The mention of my wife’s name burned a hole in my chest, as it always did. Guilt does that kind of thing.

 

We’d been going through a rough patch, Hope and me. It happens. All kinds of excuses why. No clear recollection of the ignition source. Kids with kids ourselves, maybe. Work pressures leading to relationship stresses, definitely. One blazing row after another. Mostly trivial stuff blown out of proportion. You know where I’m coming from. No one accepting the blame and nothing resolved. Everything broken and nothing we could scream loud enough to fix it. Eventually, Hope had had all she could stomach. She’d left in a whirlwind. Packed up and gone home to her parents’ place in the country, out near Jackson. Took Grace and George with her, the whole of one summer.

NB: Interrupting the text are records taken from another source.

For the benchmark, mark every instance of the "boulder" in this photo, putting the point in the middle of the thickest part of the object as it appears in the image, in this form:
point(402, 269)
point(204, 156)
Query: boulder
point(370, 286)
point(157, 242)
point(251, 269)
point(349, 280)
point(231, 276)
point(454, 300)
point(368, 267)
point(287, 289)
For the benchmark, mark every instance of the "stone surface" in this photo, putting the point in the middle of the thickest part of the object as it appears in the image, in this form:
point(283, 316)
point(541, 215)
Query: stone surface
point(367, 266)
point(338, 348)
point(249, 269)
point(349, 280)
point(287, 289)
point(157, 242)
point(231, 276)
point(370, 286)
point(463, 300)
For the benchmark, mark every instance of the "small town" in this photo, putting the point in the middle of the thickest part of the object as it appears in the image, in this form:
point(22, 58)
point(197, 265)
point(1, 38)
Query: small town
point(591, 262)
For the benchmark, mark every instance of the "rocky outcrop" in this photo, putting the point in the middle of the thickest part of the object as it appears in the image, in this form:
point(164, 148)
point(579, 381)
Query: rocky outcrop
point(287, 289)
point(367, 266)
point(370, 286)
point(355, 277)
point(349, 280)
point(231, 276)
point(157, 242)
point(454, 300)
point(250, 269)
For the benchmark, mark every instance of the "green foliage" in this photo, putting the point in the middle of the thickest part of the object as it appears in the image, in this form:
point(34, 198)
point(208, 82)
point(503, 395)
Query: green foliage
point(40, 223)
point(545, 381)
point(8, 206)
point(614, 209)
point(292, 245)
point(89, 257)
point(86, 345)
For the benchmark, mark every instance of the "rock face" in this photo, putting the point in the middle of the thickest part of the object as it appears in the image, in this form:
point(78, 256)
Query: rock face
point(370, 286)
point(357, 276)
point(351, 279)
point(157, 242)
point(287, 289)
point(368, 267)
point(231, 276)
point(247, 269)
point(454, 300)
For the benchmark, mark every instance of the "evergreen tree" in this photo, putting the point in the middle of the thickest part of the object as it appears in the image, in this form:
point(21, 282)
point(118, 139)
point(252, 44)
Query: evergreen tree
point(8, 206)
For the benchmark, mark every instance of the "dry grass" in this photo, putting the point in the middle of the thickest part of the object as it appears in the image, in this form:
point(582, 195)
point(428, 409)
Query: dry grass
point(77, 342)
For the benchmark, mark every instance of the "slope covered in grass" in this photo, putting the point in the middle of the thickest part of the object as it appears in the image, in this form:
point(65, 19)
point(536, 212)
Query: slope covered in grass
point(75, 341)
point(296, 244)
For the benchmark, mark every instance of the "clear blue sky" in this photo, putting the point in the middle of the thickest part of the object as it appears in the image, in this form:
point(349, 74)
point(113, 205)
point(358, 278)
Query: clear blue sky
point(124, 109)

Told me it was over and she wanted a divorce. I’d flipped. Raged at the world and at my own pigheaded stupidity for pushing her away. For days, useless and foaming at the mouth. Found myself pouring out my heart to my partner in a bar one night. Found her attentive and understanding. Found myself slipping into darkness, lost in a moment that took away the heartache and went on for seamless weeks.

 

But then George had broken his leg falling from a tree and the needs of my family had outweighed the needs of the two.

 

“Rae,” I breathed. “Rae, I never meant to –”

 

“Love me?” she asked from out of the darkness.

 

And there it was: the knockout blow.

 

I hadn’t seen it coming – not then, not now. Like the killer twist at the end of a thriller, it had sneaked up and kicked me in the gut. Is that what Rae and I had had all those years ago? Love not lust? Is that why I’d run back to Hope the minute an opportunity had arisen, because I was scared of staying with Rae and what it would lead to? Scared that I might actually choose her over Hope?

 

I swallowed, dryly. Glad that Rae couldn’t see the perplexity squirming over my face.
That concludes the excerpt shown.